On p. 93, Loftus criticizes the notion of intelligent design (nature exhibits design by intelligence instead of merely being the product of natural forces) by stating there are many more examples of poor design than there are of “intelligent” design. Therefore, if intelligent design were true, people wouldn’t be able to find these examples of poor design but, would instead find only the "best" designs in nature. The implication is that either ID via God doesn’t exist or that God is incompetent because He's responsible for bad design.

The problem with his criticism is that it’s difficult to assess purpose in biology from just a snapshot of a point in history. Purpose can evolve over time and can be evident in different ways at different times. Also, systems can have purpose even though the purpose(s) isn’t readily apparent. Unfortunately, Loftus doesn’t even allow for these possibilities which says something about his motive.

Loftus then starts to flail in the dark on pp. 93-94 when he muses about the notion of the improbability of life developing as a product of natural forces instead of being designed by an intelligent agent. He starts by quoting John Hick’s assertion that the improbability of any event happening “appears endlessly improbable”. To the contrary, Loftus states that the improbability of any event happening is “purely notional, not objective”. He then quotes John Hick as saying that “The only reality is the actual course of the universe”. These two ideas seem to be at odds with each other.
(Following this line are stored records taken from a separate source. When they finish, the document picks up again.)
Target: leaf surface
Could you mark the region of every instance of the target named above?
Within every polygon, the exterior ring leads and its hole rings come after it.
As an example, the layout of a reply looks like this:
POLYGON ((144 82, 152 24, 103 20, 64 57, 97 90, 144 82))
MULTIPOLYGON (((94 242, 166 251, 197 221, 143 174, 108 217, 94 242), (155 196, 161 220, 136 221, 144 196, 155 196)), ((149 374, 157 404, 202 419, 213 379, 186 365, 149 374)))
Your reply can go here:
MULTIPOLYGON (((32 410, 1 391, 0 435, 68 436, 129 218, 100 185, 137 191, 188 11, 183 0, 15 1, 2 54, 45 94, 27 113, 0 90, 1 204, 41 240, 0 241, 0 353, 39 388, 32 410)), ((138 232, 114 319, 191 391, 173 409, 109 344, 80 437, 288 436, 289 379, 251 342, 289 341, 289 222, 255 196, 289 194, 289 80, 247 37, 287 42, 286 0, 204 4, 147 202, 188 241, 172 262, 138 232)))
Hick explicitly states that any event is astronomically impossible and that it is objective whereas Loftus somehow construes his statements as advocating the idea being merely in our heads and that we exist just because.

Later, Loftus applies Dawkins’ “747 gambit” in the hopes of showing that the improbability of any event in this universe as the result of intelligent design means that the designer must be even more improbable. This notion stands logic on it’s head because improbable contingent events require a necessary source of causality. Dawkins asks the question of (if we are designed) who designed the designer? No one did. That’s the truth of the necessary versus the contingent. The necessary exists necessarily. It (qua God) is the ultimate, final authority. God imparts the very concept of design. Without God, we wouldn’t even know what design means. The word design implies that there is a degree to which the design is efficient or effective or beautiful of authoritative or perfect or powerful or however one wants to describe it. God is ultimate to the degree that no design can import any more perfection into the ultimate.

Loftus says that Dawkins thinks God doesn’t exist because evolution is unguided when Dawkins certainly knows that this idea at least leaves the door open for a deist option. God could have acted through secondary causes in creating the biological diversity that now exists. Even so, that still doesn’t rule out theism. God is free to operate via secondary causes but, that doesn’t mean He’s not intimately involved with the universe as in a deist scenario. Incidentally, Loftus later quotes Howard Van Till on pp. 110-111 who shows how Dawkins’ assertion is completely flawed when he says “When scientists make statements concerning matters of origin, governance, value or purpose of the cosmos, they are necessarily stepping outside the bounds of scientific investigation and drawing from their religious or philosophical perspectives”.